3. Verwertung der Ergebnisse
Die Ergebnisse sind neben den betroffenen Familien selbst insbesondere für Kranken- und Pflegeversicherungen von hoher Relevanz, da sich Belastungen und Entlastungen der betroffenen Familien unmittelbar sowohl auf der Einnahmen- (Versicherungsbeiträge) wie Ausgabenseite (Behandlungs- und Pflegeleistungen) niederschlagen. In ähnlicher Weise sind auch Rentenversicherungsträger durch geringere Versichertenbeiträge betroffen und dadurch gegenwärtig wie zukünftig auch die öffentliche Hand durch Transferleistungen. Förderliche und hinderliche Rahmenbedingungen für die Familien und für die Sozialversicherungen hängen letztlich von den Bedingungen des Arbeitsmarktes und der arbeitsmarktpolitischen Steuerung ab, womit sich der Kreis zwischen Arbeitsmarkt, Familien und sozialen Sicherungssystemen wieder schließt. Die Studie kann empirisch gestützte Bedarfe, Chancen und Möglichkeiten der Integration und Inklusion von Familien mit besonderen Bedarfen weit über die familienorientierte Selbsthilfe hinaus aufzeigen und Entscheidungsträgern in Wirtschaft, Arbeits-, Sozial- und Gesundheitspolitik Handlungsmöglichkeiten und -optionen aufzeigen.

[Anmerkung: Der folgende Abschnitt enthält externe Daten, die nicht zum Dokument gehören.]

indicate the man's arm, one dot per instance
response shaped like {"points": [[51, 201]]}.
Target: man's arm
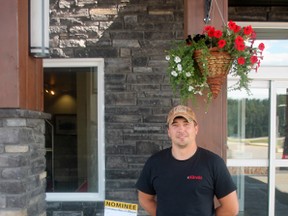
{"points": [[228, 205], [147, 202]]}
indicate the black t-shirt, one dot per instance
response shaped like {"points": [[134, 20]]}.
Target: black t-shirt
{"points": [[185, 187]]}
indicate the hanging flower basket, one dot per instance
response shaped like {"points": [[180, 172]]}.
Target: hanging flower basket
{"points": [[199, 65], [217, 68]]}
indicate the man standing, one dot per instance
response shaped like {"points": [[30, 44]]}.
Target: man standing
{"points": [[182, 180]]}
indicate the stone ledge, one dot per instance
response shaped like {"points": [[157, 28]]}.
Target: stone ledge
{"points": [[21, 113]]}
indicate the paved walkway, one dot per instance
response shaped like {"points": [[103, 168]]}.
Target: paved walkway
{"points": [[256, 196]]}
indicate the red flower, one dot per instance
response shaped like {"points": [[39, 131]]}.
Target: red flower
{"points": [[248, 30], [207, 28], [253, 35], [211, 32], [240, 46], [237, 29], [239, 40], [261, 46], [253, 59], [232, 25], [241, 60], [221, 43], [217, 34]]}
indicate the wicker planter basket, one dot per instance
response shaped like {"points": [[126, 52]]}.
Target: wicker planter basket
{"points": [[219, 64]]}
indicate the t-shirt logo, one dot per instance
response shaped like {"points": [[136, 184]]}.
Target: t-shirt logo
{"points": [[194, 177]]}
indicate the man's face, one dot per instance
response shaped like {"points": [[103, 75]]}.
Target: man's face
{"points": [[182, 132]]}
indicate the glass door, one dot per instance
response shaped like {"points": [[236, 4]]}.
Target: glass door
{"points": [[278, 165], [258, 147], [248, 146]]}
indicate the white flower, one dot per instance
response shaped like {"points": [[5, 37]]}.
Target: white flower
{"points": [[188, 74], [190, 88], [177, 59], [179, 67], [174, 73]]}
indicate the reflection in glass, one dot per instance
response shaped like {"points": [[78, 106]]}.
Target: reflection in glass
{"points": [[72, 158], [248, 124], [252, 189], [282, 130], [281, 191]]}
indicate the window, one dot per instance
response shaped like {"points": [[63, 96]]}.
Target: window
{"points": [[74, 96]]}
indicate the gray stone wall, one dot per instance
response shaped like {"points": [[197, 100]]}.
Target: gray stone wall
{"points": [[22, 163], [132, 36]]}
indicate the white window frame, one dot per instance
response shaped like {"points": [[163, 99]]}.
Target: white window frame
{"points": [[86, 62], [265, 76]]}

Die Ergebnisse sollen Repräsentanten der Krankenversicherungen und gesundheitspolitischen Entscheidungsträgern vorgelegt werden sowie in die Pressearbeit des Kindernetzwerkes und des AOK Bundesverbandes münden. Das IMS stellt der Organisation Kindernetzwerk e.V. und dem AOK Bundesverband die Projektergebnisse in digitaler Form zur möglichen eigenen Weiterbearbeitung, z.B. für die Öffentlichkeitsarbeit in hauseigenen Medien, zur Verfügung. Des Weiteren sind Publikationen in Fachzeitschriften geplant sowie Präsentationen auf wissenschaftlichen Fachtagungen sowie Ärztekongressen und Selbsthilfetagungen. Der AOK Bundesverband wird in allen Publikationen und Vorträgen als alleiniger Projektförderer explizit genannt.

4. Ethische/rechtliche Aspekte
Die Beteiligung an der Studie ist absolut freiwillig, und eine Nicht-Beteiligung hat keinerlei Auswirkungen auf den Mitgliedschaftsstatus in einem der kooperierenden Elternverbände oder von Kindernetzwerk e.V. Teilnehmerinnen und Teilnehmer sind geschäftsfähige Volljährige im Rahmen einer anonymen Beobachtungsstudie. Ein Ethikvotum ist für diese Beobachtungsstudie nicht erforderlich.